40 para que ofreciesen continuamente holocaustos a Yahvé en el altar del holocausto, por la mañana y por la tarde, según todo lo dispuesto en la Ley de Yahvé, que Él había prescrito a Israel.
Op het brandofferaltaar moesten ze zonder onderbreking ‘s morgens en ‘s avonds brandoffers opdragen voor Jahweh, juist zoals het geschreven staat in de wet, die Jahweh aan Israël gegeven had.
41 Con ellos (estableció) a Hemán y a Iditún, y a los otros escogidos y nominalmente designados, para alabar a Yahvé: “Porque su misericordia es eterna.”
Bij hen bevonden zich Heman en Jedoetoen en de overigen, die uitverkoren en met name aangewezen waren, om ter ere van Jahweh het "Looft Jahweh, want eeuwig duurt zijn barmhartigheid" te zingen.
42 Con ellos estaban, pues, Hemán e Iditún, que tenían las trompetas y los címbalos para cuantos los tocaban, y los instrumentos para los cánticos de Dios.
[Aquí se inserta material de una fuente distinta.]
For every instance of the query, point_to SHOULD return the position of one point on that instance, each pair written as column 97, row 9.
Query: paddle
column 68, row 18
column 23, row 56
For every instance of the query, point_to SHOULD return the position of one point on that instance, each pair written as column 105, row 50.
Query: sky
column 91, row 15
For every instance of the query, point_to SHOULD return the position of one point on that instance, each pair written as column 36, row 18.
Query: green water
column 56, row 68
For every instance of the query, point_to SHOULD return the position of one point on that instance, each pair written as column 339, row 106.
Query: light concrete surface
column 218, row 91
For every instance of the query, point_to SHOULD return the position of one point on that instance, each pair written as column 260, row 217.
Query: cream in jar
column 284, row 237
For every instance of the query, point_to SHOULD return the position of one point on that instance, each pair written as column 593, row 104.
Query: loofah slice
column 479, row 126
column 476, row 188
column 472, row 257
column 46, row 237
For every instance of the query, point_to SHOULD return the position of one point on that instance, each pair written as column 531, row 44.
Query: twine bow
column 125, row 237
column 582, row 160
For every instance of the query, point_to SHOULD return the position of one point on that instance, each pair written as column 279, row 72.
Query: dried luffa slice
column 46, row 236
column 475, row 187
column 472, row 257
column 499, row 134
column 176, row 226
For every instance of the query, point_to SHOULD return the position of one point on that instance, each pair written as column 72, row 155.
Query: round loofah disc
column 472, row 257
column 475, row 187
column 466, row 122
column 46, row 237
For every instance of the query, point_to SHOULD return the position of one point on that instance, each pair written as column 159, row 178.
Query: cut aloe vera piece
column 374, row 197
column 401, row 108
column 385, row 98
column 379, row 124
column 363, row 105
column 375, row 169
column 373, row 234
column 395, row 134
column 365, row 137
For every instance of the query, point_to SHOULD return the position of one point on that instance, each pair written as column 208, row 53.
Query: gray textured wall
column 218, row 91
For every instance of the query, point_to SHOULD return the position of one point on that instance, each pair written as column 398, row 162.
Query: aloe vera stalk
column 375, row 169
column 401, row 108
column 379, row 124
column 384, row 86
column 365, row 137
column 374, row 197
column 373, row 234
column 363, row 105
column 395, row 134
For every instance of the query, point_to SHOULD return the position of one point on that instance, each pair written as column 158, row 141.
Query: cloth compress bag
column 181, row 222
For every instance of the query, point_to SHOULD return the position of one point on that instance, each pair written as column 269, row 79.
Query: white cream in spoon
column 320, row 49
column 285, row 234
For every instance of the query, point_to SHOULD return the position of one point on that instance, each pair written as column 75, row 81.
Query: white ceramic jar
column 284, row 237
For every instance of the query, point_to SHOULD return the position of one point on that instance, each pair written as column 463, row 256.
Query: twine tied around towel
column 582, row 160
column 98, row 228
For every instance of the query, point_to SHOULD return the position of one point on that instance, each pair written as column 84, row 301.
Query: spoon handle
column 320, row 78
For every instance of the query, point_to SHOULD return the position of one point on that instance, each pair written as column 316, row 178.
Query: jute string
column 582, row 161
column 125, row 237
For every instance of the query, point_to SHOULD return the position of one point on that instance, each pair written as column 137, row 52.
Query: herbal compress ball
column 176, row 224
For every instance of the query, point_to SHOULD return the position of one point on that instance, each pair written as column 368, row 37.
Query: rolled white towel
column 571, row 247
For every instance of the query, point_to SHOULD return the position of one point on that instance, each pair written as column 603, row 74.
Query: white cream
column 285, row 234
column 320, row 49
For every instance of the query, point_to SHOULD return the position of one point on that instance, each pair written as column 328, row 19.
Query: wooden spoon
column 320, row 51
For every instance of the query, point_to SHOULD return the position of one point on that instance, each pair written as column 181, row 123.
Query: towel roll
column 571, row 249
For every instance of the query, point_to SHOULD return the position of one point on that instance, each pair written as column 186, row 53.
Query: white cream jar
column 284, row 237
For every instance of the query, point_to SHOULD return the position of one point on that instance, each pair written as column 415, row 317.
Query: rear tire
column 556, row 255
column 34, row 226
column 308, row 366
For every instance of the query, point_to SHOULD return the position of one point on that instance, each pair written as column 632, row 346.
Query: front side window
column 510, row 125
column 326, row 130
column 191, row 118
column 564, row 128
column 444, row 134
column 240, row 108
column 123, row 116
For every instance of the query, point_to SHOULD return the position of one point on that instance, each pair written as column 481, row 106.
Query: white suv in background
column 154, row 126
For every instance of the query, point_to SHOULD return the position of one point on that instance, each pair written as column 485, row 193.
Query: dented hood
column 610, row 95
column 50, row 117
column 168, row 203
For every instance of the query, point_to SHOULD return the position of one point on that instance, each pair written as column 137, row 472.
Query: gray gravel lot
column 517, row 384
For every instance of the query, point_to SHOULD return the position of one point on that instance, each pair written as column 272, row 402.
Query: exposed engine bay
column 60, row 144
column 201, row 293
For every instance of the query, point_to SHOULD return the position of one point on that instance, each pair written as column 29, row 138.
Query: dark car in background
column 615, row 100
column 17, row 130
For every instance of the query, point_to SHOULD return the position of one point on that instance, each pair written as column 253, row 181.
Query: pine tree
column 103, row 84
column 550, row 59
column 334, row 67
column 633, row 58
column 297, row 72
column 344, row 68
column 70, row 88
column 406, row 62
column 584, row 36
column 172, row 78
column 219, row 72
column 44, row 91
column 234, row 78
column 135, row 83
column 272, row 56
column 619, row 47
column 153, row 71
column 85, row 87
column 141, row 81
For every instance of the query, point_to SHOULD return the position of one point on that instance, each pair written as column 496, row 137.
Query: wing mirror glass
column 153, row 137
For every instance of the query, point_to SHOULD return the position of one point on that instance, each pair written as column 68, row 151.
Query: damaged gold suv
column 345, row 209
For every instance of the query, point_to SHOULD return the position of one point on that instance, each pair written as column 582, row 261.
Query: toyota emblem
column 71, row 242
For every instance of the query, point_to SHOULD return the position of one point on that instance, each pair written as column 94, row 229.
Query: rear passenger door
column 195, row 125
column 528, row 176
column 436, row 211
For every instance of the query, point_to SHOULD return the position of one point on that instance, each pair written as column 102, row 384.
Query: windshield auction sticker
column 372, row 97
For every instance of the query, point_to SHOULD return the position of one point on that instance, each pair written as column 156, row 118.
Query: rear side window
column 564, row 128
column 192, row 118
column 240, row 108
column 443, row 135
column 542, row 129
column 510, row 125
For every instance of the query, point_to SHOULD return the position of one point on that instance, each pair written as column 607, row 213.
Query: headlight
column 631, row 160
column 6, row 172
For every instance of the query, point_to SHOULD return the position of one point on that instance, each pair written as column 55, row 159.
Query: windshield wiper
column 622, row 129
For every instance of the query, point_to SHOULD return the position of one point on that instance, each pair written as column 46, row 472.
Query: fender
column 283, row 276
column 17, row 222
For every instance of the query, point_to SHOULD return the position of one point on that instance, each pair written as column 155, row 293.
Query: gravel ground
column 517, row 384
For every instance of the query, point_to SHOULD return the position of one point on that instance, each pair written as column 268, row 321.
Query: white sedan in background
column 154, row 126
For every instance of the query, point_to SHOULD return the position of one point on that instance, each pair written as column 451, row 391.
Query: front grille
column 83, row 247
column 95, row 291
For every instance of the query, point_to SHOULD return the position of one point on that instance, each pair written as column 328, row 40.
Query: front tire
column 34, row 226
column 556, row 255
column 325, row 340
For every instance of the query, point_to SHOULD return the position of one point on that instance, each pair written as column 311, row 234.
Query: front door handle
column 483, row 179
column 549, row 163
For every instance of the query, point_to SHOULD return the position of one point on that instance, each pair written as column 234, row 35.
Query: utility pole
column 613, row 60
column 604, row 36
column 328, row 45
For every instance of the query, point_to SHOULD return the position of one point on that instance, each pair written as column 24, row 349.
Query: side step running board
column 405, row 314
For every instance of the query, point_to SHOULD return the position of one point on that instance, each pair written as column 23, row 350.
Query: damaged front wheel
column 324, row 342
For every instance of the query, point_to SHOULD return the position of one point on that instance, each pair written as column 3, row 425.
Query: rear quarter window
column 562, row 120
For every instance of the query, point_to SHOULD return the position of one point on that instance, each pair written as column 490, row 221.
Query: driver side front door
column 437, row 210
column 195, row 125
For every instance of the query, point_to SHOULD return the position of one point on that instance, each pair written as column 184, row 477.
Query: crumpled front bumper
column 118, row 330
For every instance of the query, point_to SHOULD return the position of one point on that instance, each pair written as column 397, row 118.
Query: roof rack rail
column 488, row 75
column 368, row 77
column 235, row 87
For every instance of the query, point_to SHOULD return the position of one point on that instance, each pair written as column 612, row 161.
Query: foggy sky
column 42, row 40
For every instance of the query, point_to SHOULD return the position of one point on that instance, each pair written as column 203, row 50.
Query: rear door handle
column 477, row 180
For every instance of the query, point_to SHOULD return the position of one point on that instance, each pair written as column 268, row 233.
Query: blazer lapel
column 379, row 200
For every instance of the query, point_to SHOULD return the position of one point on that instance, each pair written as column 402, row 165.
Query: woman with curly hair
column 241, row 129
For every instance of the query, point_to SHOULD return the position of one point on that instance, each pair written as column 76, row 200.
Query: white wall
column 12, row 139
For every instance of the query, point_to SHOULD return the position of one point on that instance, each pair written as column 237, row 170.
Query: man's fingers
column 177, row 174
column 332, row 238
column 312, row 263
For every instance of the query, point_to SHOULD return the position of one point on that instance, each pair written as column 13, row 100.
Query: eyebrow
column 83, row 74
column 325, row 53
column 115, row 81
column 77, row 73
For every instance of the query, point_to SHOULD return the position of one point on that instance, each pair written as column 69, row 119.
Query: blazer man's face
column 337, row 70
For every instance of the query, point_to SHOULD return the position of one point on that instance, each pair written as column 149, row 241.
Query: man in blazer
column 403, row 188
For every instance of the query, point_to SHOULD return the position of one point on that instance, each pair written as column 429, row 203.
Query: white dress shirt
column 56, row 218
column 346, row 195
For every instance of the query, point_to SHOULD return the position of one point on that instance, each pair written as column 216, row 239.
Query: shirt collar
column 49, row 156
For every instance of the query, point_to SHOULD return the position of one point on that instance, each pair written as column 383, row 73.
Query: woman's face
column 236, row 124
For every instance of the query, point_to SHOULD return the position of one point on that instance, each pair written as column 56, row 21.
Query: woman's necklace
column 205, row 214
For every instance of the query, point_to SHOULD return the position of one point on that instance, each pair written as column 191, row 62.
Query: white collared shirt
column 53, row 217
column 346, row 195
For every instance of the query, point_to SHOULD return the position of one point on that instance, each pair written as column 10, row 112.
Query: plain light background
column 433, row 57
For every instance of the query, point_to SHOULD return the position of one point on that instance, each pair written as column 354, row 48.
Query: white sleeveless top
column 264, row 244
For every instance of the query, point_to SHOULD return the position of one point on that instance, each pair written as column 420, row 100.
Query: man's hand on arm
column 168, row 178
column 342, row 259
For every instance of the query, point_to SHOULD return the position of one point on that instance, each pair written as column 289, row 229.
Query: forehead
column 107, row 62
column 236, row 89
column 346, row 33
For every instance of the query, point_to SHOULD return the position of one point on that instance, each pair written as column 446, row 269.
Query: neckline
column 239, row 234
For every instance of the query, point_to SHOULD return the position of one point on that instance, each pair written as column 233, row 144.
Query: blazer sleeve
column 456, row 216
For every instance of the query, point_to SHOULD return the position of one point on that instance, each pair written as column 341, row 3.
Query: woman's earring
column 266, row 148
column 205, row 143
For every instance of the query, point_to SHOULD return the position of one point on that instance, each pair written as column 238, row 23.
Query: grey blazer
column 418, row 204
Los hijos de Iditún eran porteros.
Bij Heman en Jedoetoen berustte de zorg voor de trompetten en cymbalen, voor de muziekinstrumenten en voor de godsdienstige liederen. De zonen van Jedoetoen bewaakten de poort.
43 Luego todo el pueblo se fue, cada cual a su casa; también David se volvió para bendecir su casa.
Daarna ging heel het volk naar huis, en David keerde terug, om zijn gezin te begroeten.